Reputation: 459
I am new to keras and have read blog posts about deep learning classification using keras but, even after reading a lot of them, I am unable to figure out how each of them have calculated the parameter value of first dense layer just after flatten layer in their code. for example:
from keras.models import Sequential
from keras.layers import Dense, Conv2D, MaxPooling2D, Dropout, Flatten
def createModel():
model = Sequential()
model.add(Conv2D(32, (3, 3), padding='same', activation='relu',input_shape=input_shape))
model.add(Conv2D(32, (3, 3), activation='relu'))
model.add(MaxPooling2D(pool_size=(2, 2)))
model.add(Dropout(0.25))
model.add(Conv2D(64, (3, 3), padding='same', activation='relu'))
model.add(Conv2D(64, (3, 3), activation='relu'))
model.add(MaxPooling2D(pool_size=(2, 2)))
model.add(Dropout(0.25))
model.add(Conv2D(64, (3, 3), padding='same', activation='relu'))
model.add(Conv2D(64, (3, 3), activation='relu'))
model.add(MaxPooling2D(pool_size=(2, 2)))
model.add(Dropout(0.25))
model.add(Flatten())
model.add(Dense(512, activation='relu'))
model.add(Dropout(0.5))
model.add(Dense(nClasses, activation='softmax'))
My doubts:
If I put too large a value, like in my code below, going by the logic I multiplied my flatten parameter 86400 by 2 i.e. 172800, I get the following error:
model = Sequential()
model.add(Conv2D(32, (3, 3),input_shape=input_shape))

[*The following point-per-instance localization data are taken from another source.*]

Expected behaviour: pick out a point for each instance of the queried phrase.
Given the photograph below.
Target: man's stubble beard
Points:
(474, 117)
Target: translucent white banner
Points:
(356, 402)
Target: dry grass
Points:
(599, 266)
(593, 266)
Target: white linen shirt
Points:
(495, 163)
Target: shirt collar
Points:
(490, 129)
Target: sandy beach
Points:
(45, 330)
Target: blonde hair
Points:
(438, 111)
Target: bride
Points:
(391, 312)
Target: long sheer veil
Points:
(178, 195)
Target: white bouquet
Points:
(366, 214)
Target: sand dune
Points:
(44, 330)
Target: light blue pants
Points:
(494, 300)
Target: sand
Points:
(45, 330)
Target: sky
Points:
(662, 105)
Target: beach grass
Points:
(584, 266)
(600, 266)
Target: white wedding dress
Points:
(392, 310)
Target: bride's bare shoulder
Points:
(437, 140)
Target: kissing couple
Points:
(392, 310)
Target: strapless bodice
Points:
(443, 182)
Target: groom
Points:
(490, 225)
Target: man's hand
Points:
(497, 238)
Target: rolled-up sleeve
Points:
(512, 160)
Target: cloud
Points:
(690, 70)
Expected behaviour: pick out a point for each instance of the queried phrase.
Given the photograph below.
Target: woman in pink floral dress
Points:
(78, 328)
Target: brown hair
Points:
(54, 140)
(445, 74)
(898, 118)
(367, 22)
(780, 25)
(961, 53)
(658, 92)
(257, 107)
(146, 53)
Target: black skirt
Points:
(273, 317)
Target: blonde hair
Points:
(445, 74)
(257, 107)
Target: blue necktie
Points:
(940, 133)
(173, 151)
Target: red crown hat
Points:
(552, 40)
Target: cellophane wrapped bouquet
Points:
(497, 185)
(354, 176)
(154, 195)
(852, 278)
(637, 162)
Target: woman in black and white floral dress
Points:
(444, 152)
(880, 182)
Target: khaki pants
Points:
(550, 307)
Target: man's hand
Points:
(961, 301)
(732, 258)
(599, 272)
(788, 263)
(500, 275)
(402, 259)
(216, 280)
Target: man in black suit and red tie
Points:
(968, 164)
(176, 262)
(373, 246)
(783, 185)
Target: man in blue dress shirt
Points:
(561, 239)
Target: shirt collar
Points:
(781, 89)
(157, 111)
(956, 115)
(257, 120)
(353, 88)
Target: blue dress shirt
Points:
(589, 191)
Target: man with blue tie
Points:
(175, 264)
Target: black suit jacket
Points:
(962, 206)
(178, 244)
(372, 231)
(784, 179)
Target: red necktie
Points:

model.add(Activation('relu'))
model.add(MaxPooling2D(pool_size=(2, 2)))
model.add(Dropout(0.25))
model.add(Conv2D(64, (3, 3) ))
model.add(Activation('relu'))
model.add(MaxPooling2D(pool_size=(2, 2)))
model.add(Dropout(0.25))
model.add(Conv2D(96, (3, 3)))
model.add(Activation('relu'))
model.add(MaxPooling2D(pool_size=(2, 2)))
model.add(Dropout(0.25))
model.add(Flatten())
> model.add(Dense(172800))
model.add(Activation('relu'))
model.add(Dropout(0.5))
model.add(Dense(4))
model.add(Activation('softmax'))
model.summary()
ValueError: rng_mrg cpu-implementation does not support more than (2**31 -1) samples
HINT: Re-running with most Theano optimization disabled could give you a back-trace of when this node was created. This can be done with by setting the Theano flag 'optimizer=fast_compile'. If that does not work, Theano optimizations can be disabled with 'optimizer=None'. HINT: Use the Theano flag 'exception_verbosity=high' for a debugprint and storage map footprint of this apply node.
This is my summary of the model without first dense layer
Layer (type) Output Shape Param #
=================================================================
conv2d_4 (Conv2D) (None, 254, 254, 32) 896
_________________________________________________________________
activation_4 (Activation) (None, 254, 254, 32) 0
_________________________________________________________________
max_pooling2d_4 (MaxPooling2 (None, 127, 127, 32) 0
_________________________________________________________________
dropout_4 (Dropout) (None, 127, 127, 32) 0
_________________________________________________________________
conv2d_5 (Conv2D) (None, 125, 125, 64) 18496
_________________________________________________________________
activation_5 (Activation) (None, 125, 125, 64) 0
_________________________________________________________________
max_pooling2d_5 (MaxPooling2 (None, 62, 62, 64) 0
_________________________________________________________________
dropout_5 (Dropout) (None, 62, 62, 64) 0
_________________________________________________________________
conv2d_6 (Conv2D) (None, 60, 60, 96) 55392
_________________________________________________________________
activation_6 (Activation) (None, 60, 60, 96) 0
_________________________________________________________________
max_pooling2d_6 (MaxPooling2 (None, 30, 30, 96) 0
_________________________________________________________________
dropout_6 (Dropout) (None, 30, 30, 96) 0
_________________________________________________________________
flatten_2 (Flatten) (None, 86400) 0
_________________________________________________________________
activation_7 (Activation) (None, 86400) 0
_________________________________________________________________
dropout_7 (Dropout) (None, 86400) 0
_________________________________________________________________
dense_2 (Dense) (None, 4) 345604
_________________________________________________________________
activation_8 (Activation) (None, 4) 0
Total params: 420,388
Trainable params: 420,388
Non-trainable params: 0
When I eliminate this layer altogether, my code works or even if I put smaller value, my code still works but, I don't want to blindly set parameters without knowing the reason.
Upvotes: 1
Views: 2846
Reputation: 2533
Many design decisions in Deep Learning come down to pragmatic rules that seem to work fairly well after trying different options.
The size of the second to last Dense layer is one of those examples. By giving a network more depth (more layers) and/or making it wider (more channels), we increase the theoretical learning capacity of the model. However, simply giving a network 10000 Dense layers with 172800 channels will likely not improve performance or even work at all.
In theory, 512 is completely arbitrary. In practice, it's inside the scope of sizes I have seen in other architectures. I understand your decision to connect the number of input units to the number of output units with a rate of 2. While it's entirely possible that this is the greatest idea in Deep Learning anyone has ever come up with, I commonly see examples where the size of the second to last dense layer is connected to the number of output classes in the final layer.
So as a rule of thumb, you could try to play with these rates of 2x to 4x and see where it gets you. The layer you tried to create would have had 15 billion parameters. That alone is roughly 100 times larger than the biggest architectures I have seen.
At this point I would like to stop guessing further recommendations, because it is dependent on so many factors.
Upvotes: 2